More Gratitude to Share!

This is turning out to be a good day for sharing gratitude…

Have look down the right hand column of the screen and, just above my Twitter updates, you should see that I now have 100 followers of this blog (hopefully more, by the time you read this! ;-)).

That feels like quite a milestone for a blog that was only started in August.

That currently works out as 76 blog followers (WordPress and e-mail) with an extra 24 staying connected through Twitter. I didn’t realise the number of WordPress followers was quite that large already!

Not for the first time today, I’d like to give a big THANK YOU to everyone reading this. 🙂

If only it hadn’t just started raining, I’d be going out for a walk, as I’m still struggling to find those 130 words I need to finish the first chapter… 😉

 

A Record-Breaking Day!

Yesterday was quite a record-breaker, in terms of the number of hits to reach this site within a twenty for hour period. It peaked at a total of 127 hits before midnight last night – almost three-times the record previously set a month ago!

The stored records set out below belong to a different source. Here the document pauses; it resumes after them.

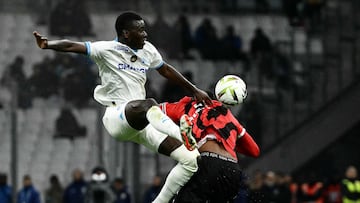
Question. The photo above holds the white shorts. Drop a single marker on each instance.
(117, 126)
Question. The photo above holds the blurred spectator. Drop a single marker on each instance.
(350, 187)
(311, 190)
(283, 183)
(261, 51)
(15, 72)
(99, 188)
(293, 11)
(173, 92)
(5, 189)
(182, 27)
(260, 43)
(206, 40)
(312, 12)
(67, 126)
(255, 185)
(28, 194)
(251, 115)
(54, 193)
(153, 190)
(232, 47)
(261, 6)
(77, 79)
(75, 191)
(120, 191)
(43, 81)
(332, 191)
(70, 18)
(162, 35)
(274, 192)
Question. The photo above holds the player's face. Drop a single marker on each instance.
(137, 35)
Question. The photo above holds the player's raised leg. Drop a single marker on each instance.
(140, 113)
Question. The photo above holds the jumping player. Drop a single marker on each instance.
(129, 116)
(219, 136)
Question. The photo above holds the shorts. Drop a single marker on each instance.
(115, 123)
(218, 180)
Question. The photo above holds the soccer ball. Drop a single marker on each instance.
(230, 90)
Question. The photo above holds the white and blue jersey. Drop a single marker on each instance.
(122, 70)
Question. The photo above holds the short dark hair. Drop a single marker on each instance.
(123, 21)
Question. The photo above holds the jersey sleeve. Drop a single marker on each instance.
(96, 50)
(173, 110)
(246, 145)
(156, 60)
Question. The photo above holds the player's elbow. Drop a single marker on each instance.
(256, 152)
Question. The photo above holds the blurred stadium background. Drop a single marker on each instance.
(303, 107)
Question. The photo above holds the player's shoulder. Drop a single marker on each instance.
(149, 47)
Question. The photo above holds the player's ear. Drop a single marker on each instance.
(126, 34)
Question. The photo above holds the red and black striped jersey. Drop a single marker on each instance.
(214, 119)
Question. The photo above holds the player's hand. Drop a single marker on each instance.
(41, 41)
(202, 96)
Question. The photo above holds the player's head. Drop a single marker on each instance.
(130, 29)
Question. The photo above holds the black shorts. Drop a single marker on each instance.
(218, 180)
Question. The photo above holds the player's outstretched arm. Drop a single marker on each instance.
(59, 45)
(172, 74)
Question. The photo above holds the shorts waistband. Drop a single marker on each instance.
(212, 154)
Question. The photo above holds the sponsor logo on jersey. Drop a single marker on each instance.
(133, 58)
(124, 66)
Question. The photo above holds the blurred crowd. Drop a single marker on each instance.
(267, 187)
(99, 188)
(64, 76)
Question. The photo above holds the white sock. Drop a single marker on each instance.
(180, 174)
(162, 122)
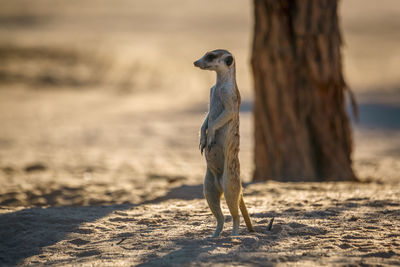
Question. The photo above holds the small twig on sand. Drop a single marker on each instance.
(122, 240)
(270, 224)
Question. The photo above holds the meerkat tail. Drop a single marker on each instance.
(245, 214)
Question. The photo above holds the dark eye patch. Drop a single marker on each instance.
(210, 57)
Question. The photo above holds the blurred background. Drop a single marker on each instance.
(100, 102)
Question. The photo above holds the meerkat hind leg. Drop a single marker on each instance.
(232, 192)
(213, 195)
(245, 214)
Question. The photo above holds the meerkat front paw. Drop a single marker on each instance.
(203, 143)
(210, 140)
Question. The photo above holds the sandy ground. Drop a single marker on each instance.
(100, 110)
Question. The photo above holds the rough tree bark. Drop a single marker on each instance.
(302, 131)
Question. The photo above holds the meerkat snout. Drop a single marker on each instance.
(217, 60)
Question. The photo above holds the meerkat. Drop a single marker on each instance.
(219, 138)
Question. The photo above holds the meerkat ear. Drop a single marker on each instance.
(228, 60)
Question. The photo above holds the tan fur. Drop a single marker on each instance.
(220, 139)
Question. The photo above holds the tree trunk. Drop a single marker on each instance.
(302, 131)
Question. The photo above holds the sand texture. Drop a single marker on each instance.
(100, 111)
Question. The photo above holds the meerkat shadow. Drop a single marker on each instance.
(183, 192)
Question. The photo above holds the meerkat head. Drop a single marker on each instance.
(217, 60)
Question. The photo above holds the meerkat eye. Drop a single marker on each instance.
(210, 57)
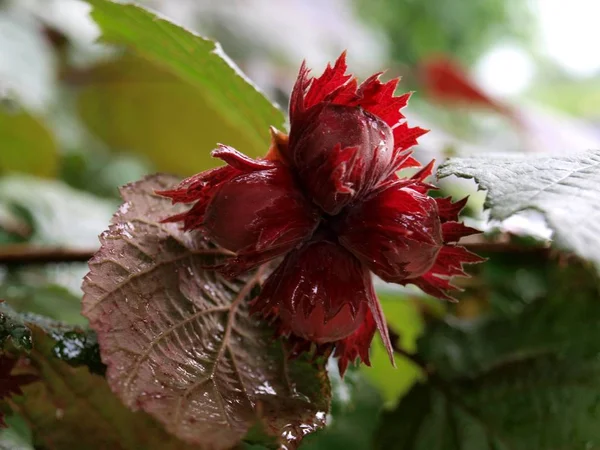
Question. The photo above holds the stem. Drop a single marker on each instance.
(415, 359)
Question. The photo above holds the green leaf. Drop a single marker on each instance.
(355, 411)
(59, 215)
(565, 189)
(405, 321)
(27, 145)
(31, 289)
(13, 329)
(186, 81)
(526, 381)
(69, 407)
(178, 339)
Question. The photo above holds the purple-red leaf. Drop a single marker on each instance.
(177, 337)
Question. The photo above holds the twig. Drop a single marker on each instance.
(15, 254)
(33, 254)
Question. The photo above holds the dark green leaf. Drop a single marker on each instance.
(565, 189)
(13, 329)
(529, 380)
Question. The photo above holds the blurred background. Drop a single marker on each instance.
(79, 118)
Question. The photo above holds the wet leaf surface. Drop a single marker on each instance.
(565, 189)
(71, 408)
(178, 340)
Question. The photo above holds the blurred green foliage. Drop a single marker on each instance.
(464, 29)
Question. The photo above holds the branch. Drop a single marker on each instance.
(15, 254)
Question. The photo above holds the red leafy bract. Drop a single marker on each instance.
(329, 199)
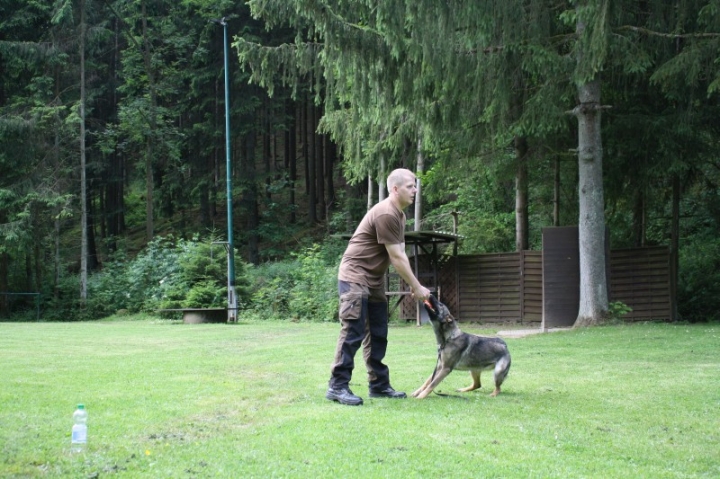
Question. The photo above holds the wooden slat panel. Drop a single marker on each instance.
(640, 278)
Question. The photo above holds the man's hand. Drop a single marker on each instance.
(421, 294)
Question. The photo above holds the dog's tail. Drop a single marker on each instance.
(502, 368)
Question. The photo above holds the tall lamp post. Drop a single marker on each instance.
(232, 296)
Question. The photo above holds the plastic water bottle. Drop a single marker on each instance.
(79, 432)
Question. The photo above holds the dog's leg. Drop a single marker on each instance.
(437, 379)
(476, 382)
(502, 367)
(424, 385)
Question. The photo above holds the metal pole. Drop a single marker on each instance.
(232, 297)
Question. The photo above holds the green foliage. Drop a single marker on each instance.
(699, 279)
(616, 311)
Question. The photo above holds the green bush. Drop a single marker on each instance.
(304, 288)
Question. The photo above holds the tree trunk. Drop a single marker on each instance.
(319, 164)
(521, 195)
(83, 180)
(310, 162)
(639, 219)
(591, 226)
(370, 187)
(292, 156)
(556, 194)
(381, 179)
(674, 246)
(149, 223)
(250, 199)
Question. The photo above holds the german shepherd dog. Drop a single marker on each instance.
(463, 351)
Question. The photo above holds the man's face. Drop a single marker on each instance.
(406, 191)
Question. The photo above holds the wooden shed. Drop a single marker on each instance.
(538, 288)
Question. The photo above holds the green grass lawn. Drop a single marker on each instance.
(168, 400)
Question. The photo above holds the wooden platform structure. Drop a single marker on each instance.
(200, 315)
(537, 288)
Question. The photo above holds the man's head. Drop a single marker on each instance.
(402, 187)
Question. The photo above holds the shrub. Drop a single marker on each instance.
(303, 288)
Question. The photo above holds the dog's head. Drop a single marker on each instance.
(437, 311)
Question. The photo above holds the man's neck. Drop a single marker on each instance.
(394, 199)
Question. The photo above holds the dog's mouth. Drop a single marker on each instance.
(429, 307)
(436, 311)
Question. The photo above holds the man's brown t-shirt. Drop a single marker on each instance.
(366, 260)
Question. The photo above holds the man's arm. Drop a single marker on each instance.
(401, 263)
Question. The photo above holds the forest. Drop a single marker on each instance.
(516, 115)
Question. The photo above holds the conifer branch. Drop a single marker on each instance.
(646, 31)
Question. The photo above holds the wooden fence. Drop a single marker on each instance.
(640, 278)
(508, 287)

It probably helps that I managed to make five posts in that time and most of my referrals (aside from the odd Google search) did come direct from WordPress (probably the Reader). But, I’d like to say a big THANK YOU to everyone who visited, read and also commented yesterday. It has helped me to get up and feel better in myself today. 🙂

On an average day, the majority of these views seem to come from Australia. It looks as though the UK topped yesterday’s chart though, with 67 hits over 29. Behind that, we have the USA, Canada and, further down the list, a viewer from Israel!

THANK YOU ALL! 🙂

I did my self-esteem meditation this morning, before I got up, and it is helping, even though there’s nothing but rain falling from the sky outside, meaning that I’ll be stuck in doors for most of this last day off – I do still have some writing to do for my course tomorrow evening… I mentioned on Bourbon’s blog that I have trouble crying – I feel the emotion and it starts but then, it stops again, before I’ve let it all out. I don’t know why but, I’m going to try and make an effort to document some of my daily thoughts in a small diary, when I can. This isn’t something that I ever discussed with my counsellor but I hope it might help. I have great difficulty focusing on my own thoughts and often experience too many at once. Again, I’ve not talked about this either but, I’ve never been certain as to whether my conscience is just that or, whether there is actually ‘a voice’ inside of my head… I’ve suffered my fair share of paranoia over the years but it’s one of those things where I haven’t actively tried to overcome it… Did it really go away or, have I just learnt to accept and suppress it?